Les Sofica sont soumises à un cadre réglementaire strict, qui passe par l’agrément de la direction générale des impôts et la mise sous tutelle du CNC. Les Sofica doivent investir dans l’année 90% des fonds collectés et réserver 35% de ces sommes aux producteurs indépendants.

Après quinze ans de fonctionnement et plusieurs tentatives de réformes avortées, la mise à plat de ce système de financement devient plus que jamais d’actualité, au moment où Canal+, principal bailleur de fonds du septième art, traverse une période très difficile. De nouveaux produits financiers pourraient aussi voir le jour, sur le modèle de ce qui existe au Luxembourg. Dans l’Hexagone, des fonds communs de placements à risque spécifiquement dédiés au cinéma sont également à l’étude.
Au ministère de la culture, on attend les conclusions du groupe de travail du CNC sur l’évolution du financement du cinéma français. A Bercy, on estime qu’il est encore prématuré d’ouvrir ce dossier.
L’idée d’ouvrir ce système à un public plus large et plus impliqué dans le cinéma semble faire son chemin.
Banquiers et producteurs s’accordent à demander à Bercy de relever le plafond de la collecte, qui n’a pas bougé depuis des années. Une initiative également défendue par David Kessler, directeur général du CNC.

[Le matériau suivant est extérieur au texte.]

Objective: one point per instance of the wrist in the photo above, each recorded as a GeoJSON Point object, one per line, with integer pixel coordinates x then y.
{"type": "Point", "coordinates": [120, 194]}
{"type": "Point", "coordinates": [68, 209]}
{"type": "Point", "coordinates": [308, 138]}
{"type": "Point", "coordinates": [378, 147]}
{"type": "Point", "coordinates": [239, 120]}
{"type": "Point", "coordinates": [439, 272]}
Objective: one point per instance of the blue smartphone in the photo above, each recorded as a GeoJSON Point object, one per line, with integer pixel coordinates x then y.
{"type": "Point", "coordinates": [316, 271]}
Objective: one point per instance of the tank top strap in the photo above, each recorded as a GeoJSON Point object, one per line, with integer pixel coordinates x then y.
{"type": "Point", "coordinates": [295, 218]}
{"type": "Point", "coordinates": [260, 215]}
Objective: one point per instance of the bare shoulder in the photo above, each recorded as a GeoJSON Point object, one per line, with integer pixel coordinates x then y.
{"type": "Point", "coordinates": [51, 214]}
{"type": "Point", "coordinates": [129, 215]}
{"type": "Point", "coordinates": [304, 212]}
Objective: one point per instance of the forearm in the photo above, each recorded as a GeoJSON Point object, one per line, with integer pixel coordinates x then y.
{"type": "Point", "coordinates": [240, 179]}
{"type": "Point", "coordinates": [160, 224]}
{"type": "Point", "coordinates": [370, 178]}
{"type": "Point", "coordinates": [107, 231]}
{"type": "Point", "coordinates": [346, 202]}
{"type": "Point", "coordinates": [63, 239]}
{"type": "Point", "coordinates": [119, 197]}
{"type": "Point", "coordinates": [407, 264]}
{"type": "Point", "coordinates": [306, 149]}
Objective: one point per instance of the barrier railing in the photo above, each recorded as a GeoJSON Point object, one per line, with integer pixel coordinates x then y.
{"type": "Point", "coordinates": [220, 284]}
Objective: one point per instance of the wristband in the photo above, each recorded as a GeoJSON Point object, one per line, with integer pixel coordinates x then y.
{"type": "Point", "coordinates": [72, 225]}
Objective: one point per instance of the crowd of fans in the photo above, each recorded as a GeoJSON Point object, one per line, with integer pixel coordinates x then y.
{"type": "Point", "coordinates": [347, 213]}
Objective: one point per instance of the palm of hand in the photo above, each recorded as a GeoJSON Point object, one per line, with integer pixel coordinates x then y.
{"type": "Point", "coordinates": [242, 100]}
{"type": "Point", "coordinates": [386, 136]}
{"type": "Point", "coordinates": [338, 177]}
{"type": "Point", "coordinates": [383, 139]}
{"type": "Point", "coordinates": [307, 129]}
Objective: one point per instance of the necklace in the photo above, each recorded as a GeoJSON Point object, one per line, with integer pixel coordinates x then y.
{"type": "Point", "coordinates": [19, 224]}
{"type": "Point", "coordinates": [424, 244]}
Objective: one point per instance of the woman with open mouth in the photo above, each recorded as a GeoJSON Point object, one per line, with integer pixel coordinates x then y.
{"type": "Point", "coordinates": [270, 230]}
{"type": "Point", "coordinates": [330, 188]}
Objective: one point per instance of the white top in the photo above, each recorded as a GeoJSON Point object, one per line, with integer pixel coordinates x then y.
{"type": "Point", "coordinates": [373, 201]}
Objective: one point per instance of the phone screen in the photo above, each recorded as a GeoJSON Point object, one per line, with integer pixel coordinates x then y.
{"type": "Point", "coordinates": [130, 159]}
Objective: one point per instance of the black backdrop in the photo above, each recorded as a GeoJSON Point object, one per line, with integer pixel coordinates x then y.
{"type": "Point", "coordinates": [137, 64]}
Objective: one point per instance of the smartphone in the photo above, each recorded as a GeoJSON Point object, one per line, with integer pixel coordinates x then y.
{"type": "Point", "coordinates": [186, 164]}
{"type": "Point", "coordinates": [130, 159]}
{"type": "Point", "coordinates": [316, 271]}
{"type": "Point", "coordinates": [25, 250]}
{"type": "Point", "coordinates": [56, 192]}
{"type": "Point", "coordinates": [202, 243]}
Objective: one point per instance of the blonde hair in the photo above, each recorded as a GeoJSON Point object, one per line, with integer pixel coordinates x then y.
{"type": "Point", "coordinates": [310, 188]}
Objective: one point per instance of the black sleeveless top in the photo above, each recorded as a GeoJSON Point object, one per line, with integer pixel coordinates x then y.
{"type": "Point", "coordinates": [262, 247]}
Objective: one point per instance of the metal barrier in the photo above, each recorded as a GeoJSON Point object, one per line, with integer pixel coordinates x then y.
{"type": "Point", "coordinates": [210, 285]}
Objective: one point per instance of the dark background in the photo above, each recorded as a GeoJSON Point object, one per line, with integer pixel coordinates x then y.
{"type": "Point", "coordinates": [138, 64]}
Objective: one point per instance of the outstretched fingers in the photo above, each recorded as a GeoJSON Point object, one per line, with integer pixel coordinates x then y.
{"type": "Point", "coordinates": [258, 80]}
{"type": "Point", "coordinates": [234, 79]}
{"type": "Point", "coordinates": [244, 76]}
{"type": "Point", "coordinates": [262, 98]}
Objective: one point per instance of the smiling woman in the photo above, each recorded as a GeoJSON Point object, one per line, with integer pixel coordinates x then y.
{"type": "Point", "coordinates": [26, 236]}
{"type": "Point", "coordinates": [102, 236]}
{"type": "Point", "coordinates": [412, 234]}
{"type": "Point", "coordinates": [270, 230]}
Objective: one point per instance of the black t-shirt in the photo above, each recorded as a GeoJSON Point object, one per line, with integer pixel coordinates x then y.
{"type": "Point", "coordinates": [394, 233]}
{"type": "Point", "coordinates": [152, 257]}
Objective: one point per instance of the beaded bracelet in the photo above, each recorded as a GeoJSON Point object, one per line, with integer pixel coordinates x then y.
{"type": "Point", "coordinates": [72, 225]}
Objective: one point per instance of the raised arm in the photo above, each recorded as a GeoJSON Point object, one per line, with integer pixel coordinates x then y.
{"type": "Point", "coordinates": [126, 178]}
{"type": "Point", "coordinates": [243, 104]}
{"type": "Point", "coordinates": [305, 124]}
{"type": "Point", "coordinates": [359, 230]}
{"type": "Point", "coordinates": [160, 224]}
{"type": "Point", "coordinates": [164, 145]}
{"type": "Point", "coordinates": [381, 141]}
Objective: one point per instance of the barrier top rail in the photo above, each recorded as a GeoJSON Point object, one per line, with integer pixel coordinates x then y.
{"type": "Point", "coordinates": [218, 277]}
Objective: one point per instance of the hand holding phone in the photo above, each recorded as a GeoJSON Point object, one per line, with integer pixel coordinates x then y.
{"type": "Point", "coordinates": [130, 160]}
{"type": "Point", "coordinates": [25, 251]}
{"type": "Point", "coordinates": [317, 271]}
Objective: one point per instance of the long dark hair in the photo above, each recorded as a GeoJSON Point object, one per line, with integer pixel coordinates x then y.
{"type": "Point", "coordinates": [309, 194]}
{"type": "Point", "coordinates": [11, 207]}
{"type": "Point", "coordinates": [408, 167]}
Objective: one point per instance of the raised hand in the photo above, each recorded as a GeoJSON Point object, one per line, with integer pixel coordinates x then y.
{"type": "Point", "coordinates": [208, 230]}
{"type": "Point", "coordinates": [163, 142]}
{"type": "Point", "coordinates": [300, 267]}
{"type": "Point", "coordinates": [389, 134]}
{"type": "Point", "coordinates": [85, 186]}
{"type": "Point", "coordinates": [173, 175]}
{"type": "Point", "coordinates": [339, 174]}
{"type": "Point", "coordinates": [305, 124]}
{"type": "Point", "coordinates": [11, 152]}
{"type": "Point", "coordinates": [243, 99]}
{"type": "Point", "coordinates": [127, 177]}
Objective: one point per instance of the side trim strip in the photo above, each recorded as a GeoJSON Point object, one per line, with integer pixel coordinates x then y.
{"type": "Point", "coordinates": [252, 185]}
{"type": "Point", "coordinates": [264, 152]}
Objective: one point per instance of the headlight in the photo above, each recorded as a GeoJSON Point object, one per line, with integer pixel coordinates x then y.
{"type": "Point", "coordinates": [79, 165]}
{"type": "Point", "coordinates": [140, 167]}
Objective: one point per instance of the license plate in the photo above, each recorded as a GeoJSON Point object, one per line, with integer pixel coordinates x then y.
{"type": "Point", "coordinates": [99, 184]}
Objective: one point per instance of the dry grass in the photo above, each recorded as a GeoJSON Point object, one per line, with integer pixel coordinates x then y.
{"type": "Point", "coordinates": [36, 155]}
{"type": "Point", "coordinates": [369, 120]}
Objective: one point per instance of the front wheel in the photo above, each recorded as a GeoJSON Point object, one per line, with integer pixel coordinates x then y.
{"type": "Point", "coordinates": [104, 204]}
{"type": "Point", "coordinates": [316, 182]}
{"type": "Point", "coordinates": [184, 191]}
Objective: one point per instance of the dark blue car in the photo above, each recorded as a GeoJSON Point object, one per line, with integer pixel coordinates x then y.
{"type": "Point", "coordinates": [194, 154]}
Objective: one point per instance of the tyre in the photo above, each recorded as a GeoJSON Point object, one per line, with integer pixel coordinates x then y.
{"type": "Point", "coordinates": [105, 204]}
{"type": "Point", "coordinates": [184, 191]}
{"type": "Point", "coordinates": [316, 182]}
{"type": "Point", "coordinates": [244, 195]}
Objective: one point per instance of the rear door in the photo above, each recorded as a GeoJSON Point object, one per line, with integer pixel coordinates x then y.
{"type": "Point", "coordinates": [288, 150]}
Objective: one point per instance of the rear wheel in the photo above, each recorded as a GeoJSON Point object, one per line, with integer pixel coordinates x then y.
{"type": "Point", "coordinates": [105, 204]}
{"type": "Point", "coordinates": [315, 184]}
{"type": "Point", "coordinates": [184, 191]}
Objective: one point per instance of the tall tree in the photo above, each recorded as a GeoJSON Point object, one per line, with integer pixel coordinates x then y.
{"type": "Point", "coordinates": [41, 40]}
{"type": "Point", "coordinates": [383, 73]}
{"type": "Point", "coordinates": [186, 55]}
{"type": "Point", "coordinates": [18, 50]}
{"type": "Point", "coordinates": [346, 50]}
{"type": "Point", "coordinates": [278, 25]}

Les Sofica sont devenues un produit financier quasiment dépourvu de risques et la garantie de sortie est assurée par un adossement à des groupes audiovisuels, ce qui constitue une perversion du système. Ces produits, prioritairement destinés au soutien de la production indépendante, sont devenus un financement d’appoint à la disposition des diffuseurs, TF1, France Télévision, Canal+ (via Le Studio Canal), ou des groupes, comme Vivendi Universal ou Dupuis, qui peuvent assurer une contre-garantie des Sofica.
Les Sofica « ne sont plus adaptées à l’internationalisation et à la hausse des coûts de la production », souligne Nathalie Toulza, de la banque OBC (qui gère Soficanim et Valor 6), en défendant l’idée d’une régionalisation des Sofica.

Autre piste explorée, l’extension du champ d’intervention des Sofica, qui pourrait permettre de financer non plus seulement la production, mais également le développement des projets de films. En revanche, la création de Sofica destinées aux industries techniques risquerait d’être bloquée par la Commission de Bruxelles, sourcilleuse de n’aider que la création culturelle. L’hypothèse, assez séduisante, d’un élargissement du périmètre des Sofica à toutes les industries culturelles, de l’art contemporain au spectacle vivant, risque d’être difficile à mettre en œuvre. A moins d’une volonté politique très forte.